Greetings again from the darkness. Those of us who were watching movies in the 1970’s recall Perry King as one of the fresh-faced, hunky twenty-somethings in THE LORDS OF FLATBUSH (1974) … along with Sylvester Stallone and Henry Winkler. Now, more than 40 years later, not only does Mr. King star as crusty old rancher Sam Kincaid, but he also directs his first feature film. The script is written by Jana F Brown, in what is also her first screenplay. Due to its setting, the film could be labeled as a western, but it’s really a personal drama emphasizing the importance of family reconciliation.
Sam Kincaid (King) is an elderly rancher who lives on land that looks a great deal like the Lucas McCain ranch from the TV classic “The Rifleman”. We first see Sam as he shares his philosophy of mending fences with his hired help. If you are curious, it has to do with knowing “why the holes are there”. Luke (Bryan Kaplan) is the young ranch hand who must not only deal with the severe drought-plagued northern California climate of 1976, but also the past-their-prime tools and equipment. Presenting even more of a challenge is Sam himself.

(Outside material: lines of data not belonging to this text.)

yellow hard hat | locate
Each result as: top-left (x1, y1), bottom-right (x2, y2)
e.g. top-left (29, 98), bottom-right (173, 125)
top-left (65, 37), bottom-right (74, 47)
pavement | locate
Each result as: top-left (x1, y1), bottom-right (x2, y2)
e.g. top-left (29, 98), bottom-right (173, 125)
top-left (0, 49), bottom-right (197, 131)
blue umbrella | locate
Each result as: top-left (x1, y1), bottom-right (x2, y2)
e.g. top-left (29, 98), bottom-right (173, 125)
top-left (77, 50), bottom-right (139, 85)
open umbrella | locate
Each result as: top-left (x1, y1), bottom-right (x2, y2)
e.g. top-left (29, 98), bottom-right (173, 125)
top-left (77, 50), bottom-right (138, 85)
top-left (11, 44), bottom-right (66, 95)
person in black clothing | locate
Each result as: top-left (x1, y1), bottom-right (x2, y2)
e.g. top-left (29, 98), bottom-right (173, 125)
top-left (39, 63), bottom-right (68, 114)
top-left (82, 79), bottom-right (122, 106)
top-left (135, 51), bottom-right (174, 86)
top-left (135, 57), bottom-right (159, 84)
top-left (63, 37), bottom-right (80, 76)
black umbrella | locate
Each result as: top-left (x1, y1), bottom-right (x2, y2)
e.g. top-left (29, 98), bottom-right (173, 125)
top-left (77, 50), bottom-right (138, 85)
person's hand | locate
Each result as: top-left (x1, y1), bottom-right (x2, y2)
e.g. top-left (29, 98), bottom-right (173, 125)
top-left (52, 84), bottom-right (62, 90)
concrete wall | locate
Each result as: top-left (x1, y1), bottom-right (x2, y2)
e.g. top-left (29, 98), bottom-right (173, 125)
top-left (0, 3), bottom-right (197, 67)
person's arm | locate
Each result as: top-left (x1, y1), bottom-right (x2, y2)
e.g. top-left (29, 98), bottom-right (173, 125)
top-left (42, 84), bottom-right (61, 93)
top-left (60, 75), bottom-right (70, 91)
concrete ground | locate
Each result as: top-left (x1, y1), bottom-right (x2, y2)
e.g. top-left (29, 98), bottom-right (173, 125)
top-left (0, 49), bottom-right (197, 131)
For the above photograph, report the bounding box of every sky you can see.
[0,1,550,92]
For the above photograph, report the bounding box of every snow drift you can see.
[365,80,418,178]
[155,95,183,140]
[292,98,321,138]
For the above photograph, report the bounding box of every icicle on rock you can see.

Sam is suffering from Alzheimer’s disease and his house is decorated with personal notes reminding him how the light switch works, or to perform some other menial task. A particularly pointed note on the phone states, “your daughter doesn’t want to talk to you”. Luke figures out the father and daughter had some kind of falling out, but he soon realizes Sam’s disease is progressing pretty quickly. He tracks down daughter Sarah (Sara Arrington) and pleads with her to come visit her father.
As much as I enjoyed the banter between Sam and Luke, the film picks up a bit when Sarah and her son (Sam’s unknown grandson) arrive. Family issues, secrets and skeletons in the closet make communication between these folks more than a tad uncomfortable at times. However, slowly we see the “fence” mending … and Sam’s early philosophy becomes crystal clear. Campfire-style music plays throughout much of the film, and Sam’s repeated questions allow Luke, Sarah, and grandson CJ to comprehend what’s happening and what needs to be done. Sam’s recurring nightmare can only be stopped with a reconciliation that’s painful for all involved. Perry King proves his effectiveness as an aged rancher, and also as a first time filmmaker. He and Ms. Brown deliver a nice message … and the black and white photography serves the faces and setting quite well.